Kit Juckes, global macro strategist at Société Générale, noted that since the taper tantrum during the summer of 2013, the yuan has fallen 3% versus the dollar. But over the same time, the yen is down 23%, the euro is down 18% and other Asian currencies have dropped between 5% and 25%. Against the other so-called BRIC emerging market currencies—Brazil, Russia and India—the yuan has gained more than 50% over the last decade, Juckes said, in a note.

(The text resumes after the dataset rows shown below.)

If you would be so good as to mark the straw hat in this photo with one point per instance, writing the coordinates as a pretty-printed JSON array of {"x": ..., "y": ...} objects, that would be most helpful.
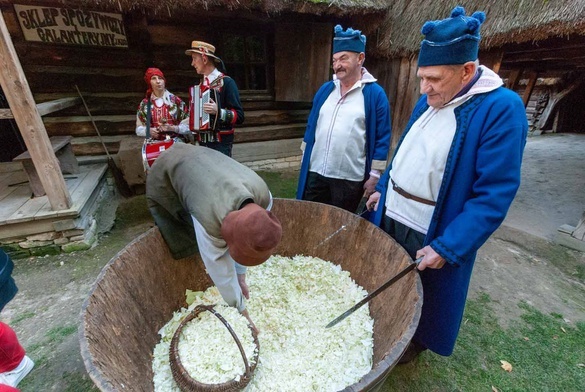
[
  {"x": 202, "y": 48},
  {"x": 454, "y": 40}
]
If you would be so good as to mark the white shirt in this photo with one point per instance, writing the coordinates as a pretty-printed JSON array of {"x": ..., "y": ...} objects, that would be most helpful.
[{"x": 340, "y": 135}]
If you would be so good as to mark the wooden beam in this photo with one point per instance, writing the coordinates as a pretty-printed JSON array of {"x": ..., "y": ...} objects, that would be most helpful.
[
  {"x": 29, "y": 122},
  {"x": 408, "y": 93},
  {"x": 56, "y": 105},
  {"x": 546, "y": 116},
  {"x": 532, "y": 76},
  {"x": 514, "y": 78}
]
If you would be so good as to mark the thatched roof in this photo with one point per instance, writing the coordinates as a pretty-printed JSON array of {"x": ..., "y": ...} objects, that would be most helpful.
[
  {"x": 507, "y": 21},
  {"x": 317, "y": 7}
]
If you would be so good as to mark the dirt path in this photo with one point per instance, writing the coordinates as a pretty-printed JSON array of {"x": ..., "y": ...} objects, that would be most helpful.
[{"x": 517, "y": 264}]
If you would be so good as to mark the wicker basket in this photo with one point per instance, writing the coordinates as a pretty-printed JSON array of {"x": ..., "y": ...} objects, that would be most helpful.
[{"x": 182, "y": 377}]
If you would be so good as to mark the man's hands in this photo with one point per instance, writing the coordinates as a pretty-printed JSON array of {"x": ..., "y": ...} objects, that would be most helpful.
[
  {"x": 168, "y": 128},
  {"x": 244, "y": 285},
  {"x": 372, "y": 203},
  {"x": 210, "y": 107},
  {"x": 431, "y": 259},
  {"x": 154, "y": 133},
  {"x": 247, "y": 315}
]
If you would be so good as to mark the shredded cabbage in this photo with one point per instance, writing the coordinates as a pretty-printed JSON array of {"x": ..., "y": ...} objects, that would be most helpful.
[{"x": 291, "y": 301}]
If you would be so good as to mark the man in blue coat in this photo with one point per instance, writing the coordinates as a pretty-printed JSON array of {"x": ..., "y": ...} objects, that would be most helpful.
[
  {"x": 454, "y": 174},
  {"x": 348, "y": 132}
]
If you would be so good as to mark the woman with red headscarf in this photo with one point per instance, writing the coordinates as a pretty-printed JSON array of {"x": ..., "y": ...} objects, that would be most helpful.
[{"x": 166, "y": 110}]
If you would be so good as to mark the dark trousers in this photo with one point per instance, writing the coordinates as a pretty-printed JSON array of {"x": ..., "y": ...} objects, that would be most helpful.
[
  {"x": 340, "y": 193},
  {"x": 411, "y": 240}
]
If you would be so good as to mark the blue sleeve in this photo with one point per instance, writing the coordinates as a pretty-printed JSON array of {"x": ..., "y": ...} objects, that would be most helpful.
[{"x": 383, "y": 127}]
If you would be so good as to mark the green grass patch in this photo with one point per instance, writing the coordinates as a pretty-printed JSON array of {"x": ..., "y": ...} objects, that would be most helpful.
[
  {"x": 77, "y": 382},
  {"x": 21, "y": 317},
  {"x": 545, "y": 353},
  {"x": 58, "y": 334}
]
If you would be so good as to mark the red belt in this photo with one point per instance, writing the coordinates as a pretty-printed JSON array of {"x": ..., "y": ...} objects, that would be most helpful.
[{"x": 403, "y": 193}]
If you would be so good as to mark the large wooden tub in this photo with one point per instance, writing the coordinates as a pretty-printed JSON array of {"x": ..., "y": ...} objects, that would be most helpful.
[{"x": 138, "y": 290}]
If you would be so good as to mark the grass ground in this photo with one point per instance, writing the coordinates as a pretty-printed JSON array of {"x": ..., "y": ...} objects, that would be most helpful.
[{"x": 545, "y": 350}]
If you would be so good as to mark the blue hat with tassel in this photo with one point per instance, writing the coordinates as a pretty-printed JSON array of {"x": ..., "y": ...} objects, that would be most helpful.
[
  {"x": 454, "y": 40},
  {"x": 350, "y": 40}
]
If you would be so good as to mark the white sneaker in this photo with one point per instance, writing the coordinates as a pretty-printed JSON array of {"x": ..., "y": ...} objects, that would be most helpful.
[{"x": 13, "y": 377}]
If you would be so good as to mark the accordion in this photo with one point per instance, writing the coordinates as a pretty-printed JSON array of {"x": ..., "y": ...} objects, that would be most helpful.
[{"x": 198, "y": 119}]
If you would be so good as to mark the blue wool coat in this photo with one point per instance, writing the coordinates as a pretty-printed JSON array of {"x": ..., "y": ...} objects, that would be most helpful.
[
  {"x": 482, "y": 175},
  {"x": 377, "y": 128}
]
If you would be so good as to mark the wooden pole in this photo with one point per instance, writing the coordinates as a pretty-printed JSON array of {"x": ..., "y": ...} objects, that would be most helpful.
[{"x": 29, "y": 122}]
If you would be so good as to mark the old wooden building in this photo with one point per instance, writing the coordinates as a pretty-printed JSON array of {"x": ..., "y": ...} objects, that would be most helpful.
[
  {"x": 538, "y": 47},
  {"x": 279, "y": 54}
]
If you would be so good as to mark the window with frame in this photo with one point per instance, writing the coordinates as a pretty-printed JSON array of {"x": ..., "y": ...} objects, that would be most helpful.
[{"x": 246, "y": 60}]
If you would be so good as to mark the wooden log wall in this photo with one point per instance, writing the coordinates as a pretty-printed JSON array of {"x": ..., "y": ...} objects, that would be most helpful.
[{"x": 111, "y": 79}]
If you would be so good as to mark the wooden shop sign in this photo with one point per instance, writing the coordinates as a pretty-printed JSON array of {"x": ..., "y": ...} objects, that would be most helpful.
[{"x": 71, "y": 26}]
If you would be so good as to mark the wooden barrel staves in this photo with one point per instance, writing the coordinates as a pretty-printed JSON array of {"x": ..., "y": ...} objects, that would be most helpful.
[{"x": 139, "y": 289}]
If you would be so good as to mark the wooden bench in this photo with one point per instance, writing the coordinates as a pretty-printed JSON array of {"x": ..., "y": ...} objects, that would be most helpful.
[{"x": 64, "y": 153}]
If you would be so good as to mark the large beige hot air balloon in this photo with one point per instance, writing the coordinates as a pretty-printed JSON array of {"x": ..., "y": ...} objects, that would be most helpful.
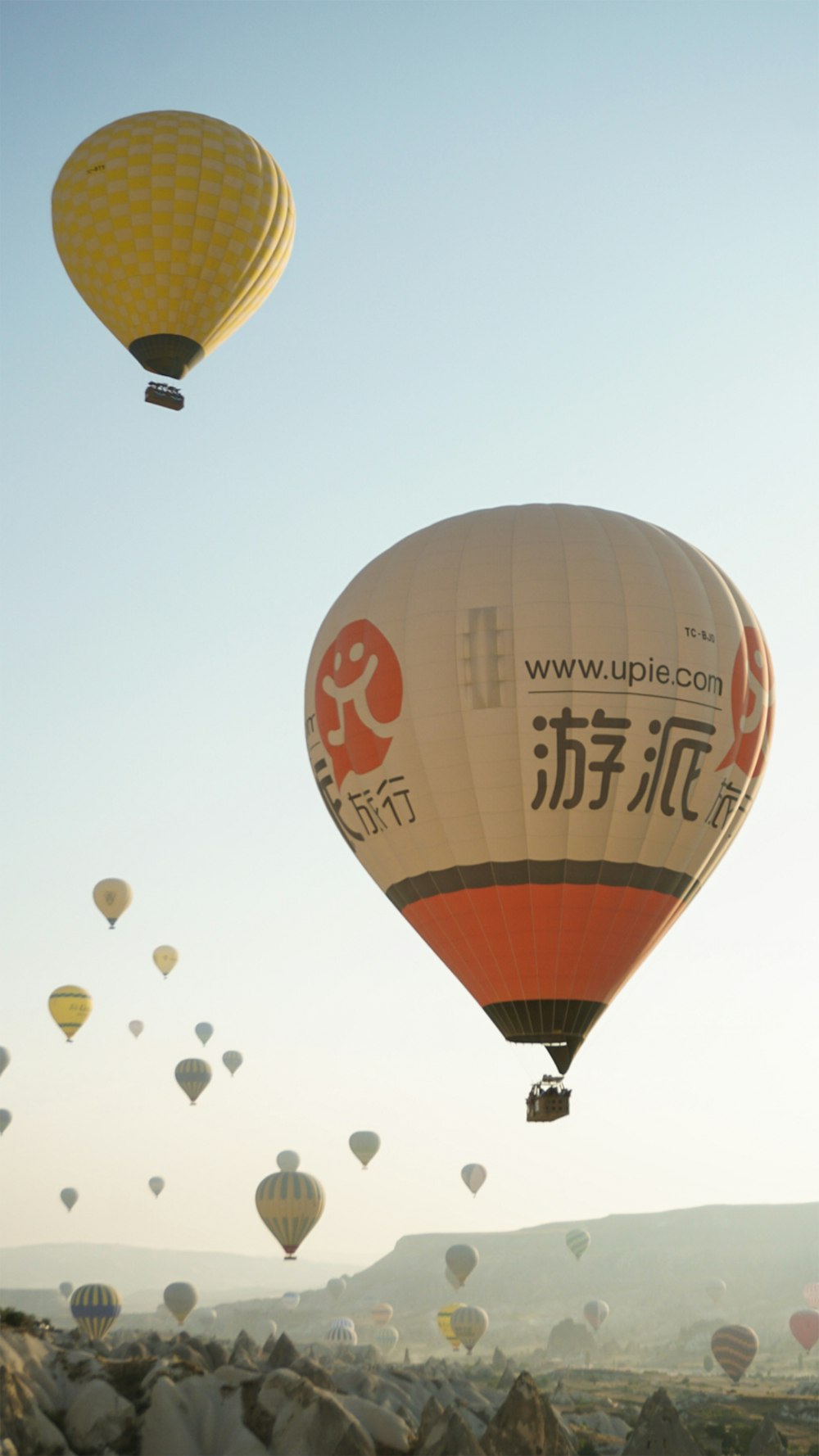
[
  {"x": 174, "y": 228},
  {"x": 112, "y": 898},
  {"x": 540, "y": 728}
]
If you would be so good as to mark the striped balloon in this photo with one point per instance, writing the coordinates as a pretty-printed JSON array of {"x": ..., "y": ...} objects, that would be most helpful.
[
  {"x": 95, "y": 1308},
  {"x": 733, "y": 1347},
  {"x": 192, "y": 1076},
  {"x": 577, "y": 1242},
  {"x": 290, "y": 1206}
]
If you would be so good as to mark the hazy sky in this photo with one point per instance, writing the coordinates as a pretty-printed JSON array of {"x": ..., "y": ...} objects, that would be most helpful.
[{"x": 544, "y": 252}]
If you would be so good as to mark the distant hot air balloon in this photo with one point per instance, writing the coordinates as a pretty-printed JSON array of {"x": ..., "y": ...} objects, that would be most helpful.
[
  {"x": 469, "y": 1324},
  {"x": 181, "y": 1299},
  {"x": 192, "y": 1076},
  {"x": 733, "y": 1347},
  {"x": 172, "y": 293},
  {"x": 112, "y": 898},
  {"x": 461, "y": 1259},
  {"x": 343, "y": 1332},
  {"x": 289, "y": 1160},
  {"x": 364, "y": 1146},
  {"x": 474, "y": 1177},
  {"x": 95, "y": 1308},
  {"x": 385, "y": 1340},
  {"x": 165, "y": 958},
  {"x": 560, "y": 715},
  {"x": 70, "y": 1006},
  {"x": 577, "y": 1242},
  {"x": 596, "y": 1312},
  {"x": 805, "y": 1327},
  {"x": 290, "y": 1205}
]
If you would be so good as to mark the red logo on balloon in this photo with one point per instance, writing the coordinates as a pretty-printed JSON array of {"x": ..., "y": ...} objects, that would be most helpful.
[
  {"x": 753, "y": 705},
  {"x": 359, "y": 692}
]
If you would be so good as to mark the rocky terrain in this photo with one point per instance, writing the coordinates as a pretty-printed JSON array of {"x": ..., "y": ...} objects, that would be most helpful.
[{"x": 196, "y": 1396}]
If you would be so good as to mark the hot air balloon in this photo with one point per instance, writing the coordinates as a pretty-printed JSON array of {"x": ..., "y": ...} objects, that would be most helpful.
[
  {"x": 70, "y": 1006},
  {"x": 596, "y": 1312},
  {"x": 733, "y": 1347},
  {"x": 461, "y": 1259},
  {"x": 443, "y": 1321},
  {"x": 385, "y": 1340},
  {"x": 181, "y": 1299},
  {"x": 540, "y": 728},
  {"x": 290, "y": 1205},
  {"x": 469, "y": 1324},
  {"x": 577, "y": 1241},
  {"x": 805, "y": 1327},
  {"x": 192, "y": 1076},
  {"x": 474, "y": 1177},
  {"x": 165, "y": 958},
  {"x": 95, "y": 1308},
  {"x": 343, "y": 1332},
  {"x": 364, "y": 1146},
  {"x": 112, "y": 898},
  {"x": 172, "y": 290}
]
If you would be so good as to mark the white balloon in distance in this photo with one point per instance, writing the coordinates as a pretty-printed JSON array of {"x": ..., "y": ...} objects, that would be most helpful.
[{"x": 540, "y": 728}]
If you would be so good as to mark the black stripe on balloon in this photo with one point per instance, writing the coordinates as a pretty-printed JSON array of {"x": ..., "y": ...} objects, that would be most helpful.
[{"x": 540, "y": 872}]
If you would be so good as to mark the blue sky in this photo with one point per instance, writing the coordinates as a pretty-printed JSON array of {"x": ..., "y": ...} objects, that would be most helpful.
[{"x": 544, "y": 252}]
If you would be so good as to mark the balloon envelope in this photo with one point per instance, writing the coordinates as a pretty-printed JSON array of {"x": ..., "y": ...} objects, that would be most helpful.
[
  {"x": 112, "y": 898},
  {"x": 290, "y": 1206},
  {"x": 733, "y": 1349},
  {"x": 95, "y": 1308},
  {"x": 172, "y": 290},
  {"x": 474, "y": 1177},
  {"x": 538, "y": 728},
  {"x": 70, "y": 1006},
  {"x": 192, "y": 1076}
]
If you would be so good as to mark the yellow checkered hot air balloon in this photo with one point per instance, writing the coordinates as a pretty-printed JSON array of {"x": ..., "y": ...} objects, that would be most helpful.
[
  {"x": 174, "y": 228},
  {"x": 290, "y": 1206}
]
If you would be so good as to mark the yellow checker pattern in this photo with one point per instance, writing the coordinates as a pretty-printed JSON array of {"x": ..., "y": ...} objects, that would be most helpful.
[{"x": 172, "y": 223}]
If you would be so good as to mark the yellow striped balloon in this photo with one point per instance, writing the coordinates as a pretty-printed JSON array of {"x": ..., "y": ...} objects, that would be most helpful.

The yuan’s valuation “has looked increasingly unsustainable as the others have seen their currencies tumble, and the 1.9% adjustment today is far too small to change that,” he said. “Via the dollar-yuan peg, China is in effective importing the Fed’s tighter policy bias at a time when its own economy is struggling,” said Rabobank’s Foley.

Much will depend on whether the devaluation is, as China says, a one-time move or if Beijing takes further action to weaken the yuan. “The renminbi will presumably come under additional downward pressure and a new gap has already opened up between the reference and market rates. But we expect the PBOC to resist this pressure—it has done over most of the past year—rather than continue to ratchet the reference rate lower,” said Julian Jessop at Capital Markets. “As well as the political sensitivities, allowing further big falls would encourage ‘one-way’ speculation and undermine the credibility of the description of today’s move as a one-time correction.” Nonetheless, China’s move is unwelcome news for its Asian neighbors, who saw their currencies knocked lower in the wake of the move. In that regard, China’s move is seen as a belated salvo in the so-called currency wars.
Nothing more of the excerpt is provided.